Babel: Or the Necessity of Violence: An Arcane History of the Oxford Translators’ Revolution

by R. F. Kuang

I snapped up this book the moment I saw it, because I already loved R. F. Kuang’s The Poppy War. Babel is a hard book to describe but an easy book to recommend. But I’ll try to describe it anyway.

Babel is about communication, colonialism, cultural appropriation, and capitalism. It touches on so many of the conversations we have been struggling to have about those things—especially over the last few years. It is also about magic. The magic of silver working is literally lost in translation. It is a feast for word nerds (like yours truly). And it is a compelling story of unlikely friendships and reluctant heroes.

I loved it, and it’s going straight onto my book recommendations.

The Thousand Autumns of Jacob de Zoet

by David Mitchell

The page-turner-ness of this book is a bell curve. The first half is a slow-moving introduction. The next third or so is a riveting samurai movie in novel form. The rest is predictable but satisfying.

I was ready to give up in the first half, but I’m mostly glad I stuck with it to the end.

The Pale Blue Eye

by Louis Bayard

Sometimes when reading a book I get so delighted with it that I find myself giggling and have to tell a friend. This is such a book.

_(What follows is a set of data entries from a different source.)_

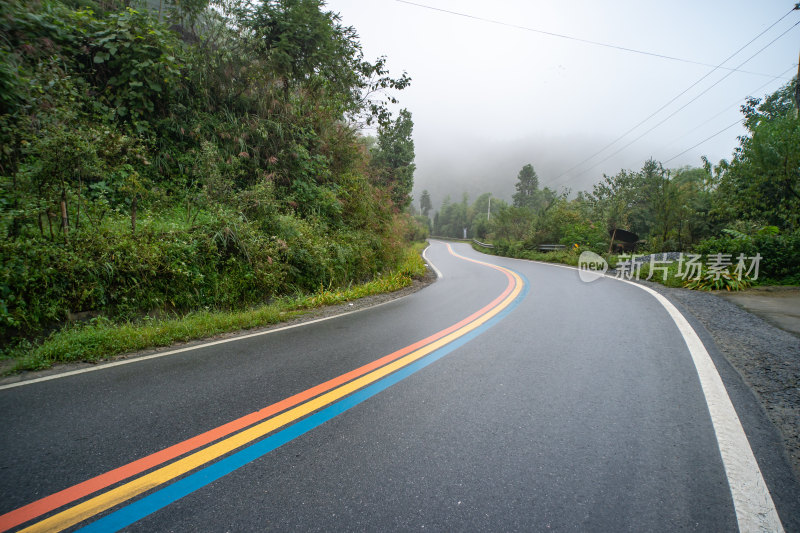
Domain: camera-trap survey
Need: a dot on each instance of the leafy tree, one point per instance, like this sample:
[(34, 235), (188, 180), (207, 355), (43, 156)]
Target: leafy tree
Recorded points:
[(394, 158), (527, 187), (762, 182), (425, 204)]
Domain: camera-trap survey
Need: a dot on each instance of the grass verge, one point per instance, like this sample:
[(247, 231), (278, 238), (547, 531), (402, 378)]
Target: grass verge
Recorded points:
[(101, 338)]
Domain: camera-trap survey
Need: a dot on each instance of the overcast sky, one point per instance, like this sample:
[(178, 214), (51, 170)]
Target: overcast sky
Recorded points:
[(487, 98)]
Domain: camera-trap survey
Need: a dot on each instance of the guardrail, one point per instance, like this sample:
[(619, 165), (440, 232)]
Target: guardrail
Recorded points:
[(551, 247)]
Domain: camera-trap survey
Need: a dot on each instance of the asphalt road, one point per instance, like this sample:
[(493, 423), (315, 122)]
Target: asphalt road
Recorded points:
[(561, 405)]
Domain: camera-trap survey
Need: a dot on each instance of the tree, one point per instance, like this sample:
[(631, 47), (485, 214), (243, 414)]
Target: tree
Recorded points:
[(425, 204), (300, 40), (527, 187), (762, 182), (394, 158)]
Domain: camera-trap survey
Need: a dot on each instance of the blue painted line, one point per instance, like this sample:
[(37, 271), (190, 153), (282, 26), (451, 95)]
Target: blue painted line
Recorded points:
[(137, 510)]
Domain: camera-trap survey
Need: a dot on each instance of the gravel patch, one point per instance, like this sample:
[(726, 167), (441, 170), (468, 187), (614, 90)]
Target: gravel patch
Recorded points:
[(767, 358)]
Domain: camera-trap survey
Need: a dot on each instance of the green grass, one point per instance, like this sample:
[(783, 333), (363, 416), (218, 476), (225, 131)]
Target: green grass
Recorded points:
[(101, 338)]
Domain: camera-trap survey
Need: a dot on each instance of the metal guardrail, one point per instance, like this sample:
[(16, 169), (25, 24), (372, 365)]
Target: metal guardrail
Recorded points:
[(550, 247)]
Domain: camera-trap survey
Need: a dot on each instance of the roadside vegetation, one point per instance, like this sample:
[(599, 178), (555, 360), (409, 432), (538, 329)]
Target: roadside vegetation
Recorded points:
[(746, 206), (101, 338), (192, 159)]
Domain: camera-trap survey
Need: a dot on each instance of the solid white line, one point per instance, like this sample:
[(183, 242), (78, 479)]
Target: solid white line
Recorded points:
[(103, 366), (425, 257), (755, 510)]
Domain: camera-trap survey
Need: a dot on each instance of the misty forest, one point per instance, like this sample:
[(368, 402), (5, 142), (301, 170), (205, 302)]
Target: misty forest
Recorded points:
[(180, 157), (748, 205)]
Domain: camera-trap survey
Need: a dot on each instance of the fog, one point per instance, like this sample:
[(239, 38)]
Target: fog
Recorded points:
[(488, 97)]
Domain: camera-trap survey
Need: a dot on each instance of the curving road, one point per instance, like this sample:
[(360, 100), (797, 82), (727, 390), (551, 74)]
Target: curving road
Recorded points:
[(509, 396)]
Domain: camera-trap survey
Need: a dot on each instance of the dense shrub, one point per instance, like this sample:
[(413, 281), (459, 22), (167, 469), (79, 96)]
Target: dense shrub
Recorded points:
[(780, 253)]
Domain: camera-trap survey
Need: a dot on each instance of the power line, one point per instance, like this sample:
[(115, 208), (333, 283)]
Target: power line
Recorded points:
[(654, 113), (737, 102), (671, 114), (705, 140), (577, 39)]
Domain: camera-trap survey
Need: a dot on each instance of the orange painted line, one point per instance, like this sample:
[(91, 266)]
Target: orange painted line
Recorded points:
[(76, 492)]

Imagine if Sherlock Holmes were a crotchety middle-aged bachelor living near West Point soon after the Civil War, and Watson were Edgar Allen Poe while he was attending the academy. And both the style of the book and the murder under investigation bear the hallmarks of Poe’s later fiction. Does that sound odd? Well, it is, and it makes for a delightful murder mystery—with a twist or two before the end.